The chief of police slipped on a pair of rimless spectacles, leaned to inspect the brass artifact. “Officer Wolfe drove a Subaru Forester. But that’s no Subaru key.”
“I have a hunch,” McTeague said.
The pair of Indians gawked at the enigmatic fed.
She flashed a smile. “Let’s go out to the holding yard where you stored Mr. Gourd Rattle’s Dodge van. See if the key fits.”
Hunch, my left hind leg. Wallace Whitehorse’s eyes narrowed. She’s got some inside information. And she ain’t gonna tell us zip.
Daniel Bignight held a quite different opinion. This lady is as smart as she is good-looking.
HIS COURSE set for the Gourd Rattle van, Special Agent Stanley Newman marched across the graveled holding yard with all the enthusiasm of a brand-new ROTC cadet. McTeague was there, flanked by the SUPD top cop and one of Wallace Whitehorse’s underlings.
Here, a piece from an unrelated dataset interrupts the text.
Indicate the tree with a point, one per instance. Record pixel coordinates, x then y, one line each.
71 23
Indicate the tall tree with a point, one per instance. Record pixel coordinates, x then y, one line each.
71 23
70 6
Newman gave Chief of Police Whitehorse a perfunctory nod, ignored Daniel Bignight altogether, shouldered up to his partner. “If you’d let me know where you were going this morning, I coulda met you here.”
“It was just some routine stuff.” McTeague avoided his penetrating gaze. “I thought one of us should be present when the SUPD checked out Officer Wolfe’s locker.” She omitted to mention that she had suggested the action.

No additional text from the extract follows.